MORE HUMANE THAN THE LOGICIAN: BENEFICENT DEVIATIONS FROM RATIONALITY.

The only rational way to play Prisoner’s Dilemma, as a selfish myopic utility maximizer (Economic Man) is to play D (defect). Yet this way one ends up with less than the maximum pay-off, which is possible only if the two players agree to cooperate and keep that agreement.

How do real humans play? In numerous PD game experi-ments, the degree of cooperation starts at about 50%, then dips down, and eventually comes up again to above 50%. (The latter is the average between CC and DD lock-ins – more CC than DD.) Yet, by rational selfish myopic logic, people should play DD all the time. Why are real humans so much better than strict logicians?

Partly because they expect (and often get) reciprocity from their partners (opponents?), especially if they expect to meet them again. (I.e. in long protocols or in computer tournaments.) Axelrod showed that tit-for-tat reciprocity can persists in spite of DD attacks, and even successfully invade a society of DD players. (Cf. “Survival of Cooperation”.) Partly they learn as they play. And partly they know how to communicate with their partner (who is not really an opponent) by non-verbal signals, i.e. their mode of play. In sum, real humans are much smarter than strict logicians. Or, put another way, rationality is not the apex of intellectual capability. Experience far outruns strict reasoning-by-the-rules when it comes to winning playful games, and even dead-serious games of survival in the real world. Humans have evolved to play these dead-serious games, not to follow syllogisms or true/false tables.

Another instructive example of this propensity is so-called prospect theory, which has to do with decision-making. The rational way to make decisions is expected utility calculation: one outlines all the options, assigns to each outcome its utility (how much one values it) and its probability of being realized in that option, multiplies each utility by its probability of attainment (to obtain the so-called “expected utility”), and then chooses the largest expected utility.

However, again real people deviate from such rational behaviour. The deviations are systematized in so-called “prospect theory”. They are of several kinds.

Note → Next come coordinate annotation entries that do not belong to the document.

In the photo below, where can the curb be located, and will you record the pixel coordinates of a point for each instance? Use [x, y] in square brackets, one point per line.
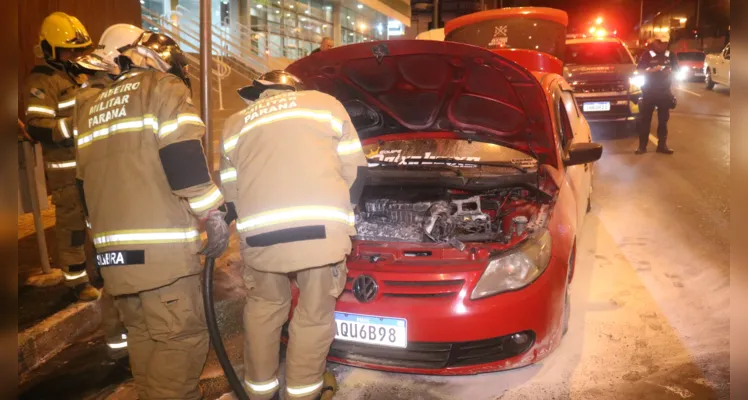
[41, 342]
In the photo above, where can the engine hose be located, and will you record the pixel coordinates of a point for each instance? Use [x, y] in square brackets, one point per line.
[215, 334]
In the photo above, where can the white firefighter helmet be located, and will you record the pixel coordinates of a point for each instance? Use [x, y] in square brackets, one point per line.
[115, 38]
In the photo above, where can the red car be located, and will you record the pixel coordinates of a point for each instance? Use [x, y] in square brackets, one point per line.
[479, 176]
[691, 65]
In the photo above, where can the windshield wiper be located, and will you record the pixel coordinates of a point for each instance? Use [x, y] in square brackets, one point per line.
[411, 162]
[456, 171]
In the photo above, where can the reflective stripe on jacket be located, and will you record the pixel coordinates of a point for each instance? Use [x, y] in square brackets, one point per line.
[48, 95]
[288, 163]
[145, 179]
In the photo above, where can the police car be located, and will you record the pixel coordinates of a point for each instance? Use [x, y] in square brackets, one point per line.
[603, 75]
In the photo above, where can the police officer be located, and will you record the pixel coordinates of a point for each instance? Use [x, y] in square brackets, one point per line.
[657, 65]
[147, 189]
[50, 96]
[101, 67]
[289, 162]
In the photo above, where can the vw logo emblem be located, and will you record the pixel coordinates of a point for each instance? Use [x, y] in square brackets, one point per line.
[365, 288]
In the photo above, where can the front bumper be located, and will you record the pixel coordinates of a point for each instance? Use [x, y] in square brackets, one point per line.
[623, 107]
[449, 334]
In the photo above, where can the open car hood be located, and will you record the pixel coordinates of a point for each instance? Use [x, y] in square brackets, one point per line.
[421, 86]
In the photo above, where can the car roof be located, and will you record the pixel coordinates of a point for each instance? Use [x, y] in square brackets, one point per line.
[594, 40]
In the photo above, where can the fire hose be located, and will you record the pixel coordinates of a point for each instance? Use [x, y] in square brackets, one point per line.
[215, 333]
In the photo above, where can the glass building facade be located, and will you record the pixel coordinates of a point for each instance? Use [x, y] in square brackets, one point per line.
[291, 29]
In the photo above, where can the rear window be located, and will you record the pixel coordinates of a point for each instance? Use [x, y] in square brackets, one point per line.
[596, 54]
[691, 56]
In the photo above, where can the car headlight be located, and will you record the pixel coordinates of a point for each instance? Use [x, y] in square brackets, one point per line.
[637, 81]
[517, 268]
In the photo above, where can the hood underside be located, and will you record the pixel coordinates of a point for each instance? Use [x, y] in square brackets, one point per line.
[417, 86]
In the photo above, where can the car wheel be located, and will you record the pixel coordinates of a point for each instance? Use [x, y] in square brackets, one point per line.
[567, 298]
[709, 81]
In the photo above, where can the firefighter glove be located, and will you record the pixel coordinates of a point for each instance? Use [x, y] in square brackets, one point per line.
[218, 234]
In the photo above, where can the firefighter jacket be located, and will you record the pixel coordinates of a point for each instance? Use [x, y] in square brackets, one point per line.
[49, 98]
[288, 163]
[658, 82]
[145, 180]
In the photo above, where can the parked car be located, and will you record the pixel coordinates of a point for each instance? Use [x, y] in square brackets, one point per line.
[717, 68]
[636, 53]
[479, 181]
[690, 65]
[603, 75]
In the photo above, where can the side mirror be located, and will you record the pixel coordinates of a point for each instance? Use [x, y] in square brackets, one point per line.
[583, 153]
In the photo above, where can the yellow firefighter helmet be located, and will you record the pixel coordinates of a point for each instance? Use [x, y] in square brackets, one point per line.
[62, 31]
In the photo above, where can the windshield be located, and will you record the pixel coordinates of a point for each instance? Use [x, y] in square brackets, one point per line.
[691, 56]
[452, 151]
[596, 54]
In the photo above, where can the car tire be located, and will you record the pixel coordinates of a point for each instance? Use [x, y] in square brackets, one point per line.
[709, 82]
[567, 297]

  1. People tend to over-estimate losses and under-estimate gains.
  2. People tend to judge losses and gains from the present state (status quo) rather than from an absolute base.
  3. People tend to prefer a small but sure gain over a probable larger gain even if expected utilities are equal or reversed.
  4. People tend to prefer a sure security against losses to probable security against larger losses even if the expected utility is the same.
  5. People react differently when risks are stated in percentages rather than in actual numbers.
  6. People tend to react differently to very small probabilities regarding gains and losses: e.g. gamble to win in lotteries but disregard dangers of road accidents.

Looking over this list, it seems that a brain attuned to survival rather than abstract thought could be expected to have exactly this kind of deviations from rationality. For example, it would prefer absolute security against large losses (especially death) to anything else. Gains are nice, but relatively less important.

To conclude: rationality in the sense of cost-benefit calculations plays a part in human decision-making, but not the predominant part. Experiments show that real people are much more flexible in their reasoning and interactions with others, and much more oriented toward survival (as Darwinian theory would predict) than the austere but arid logician.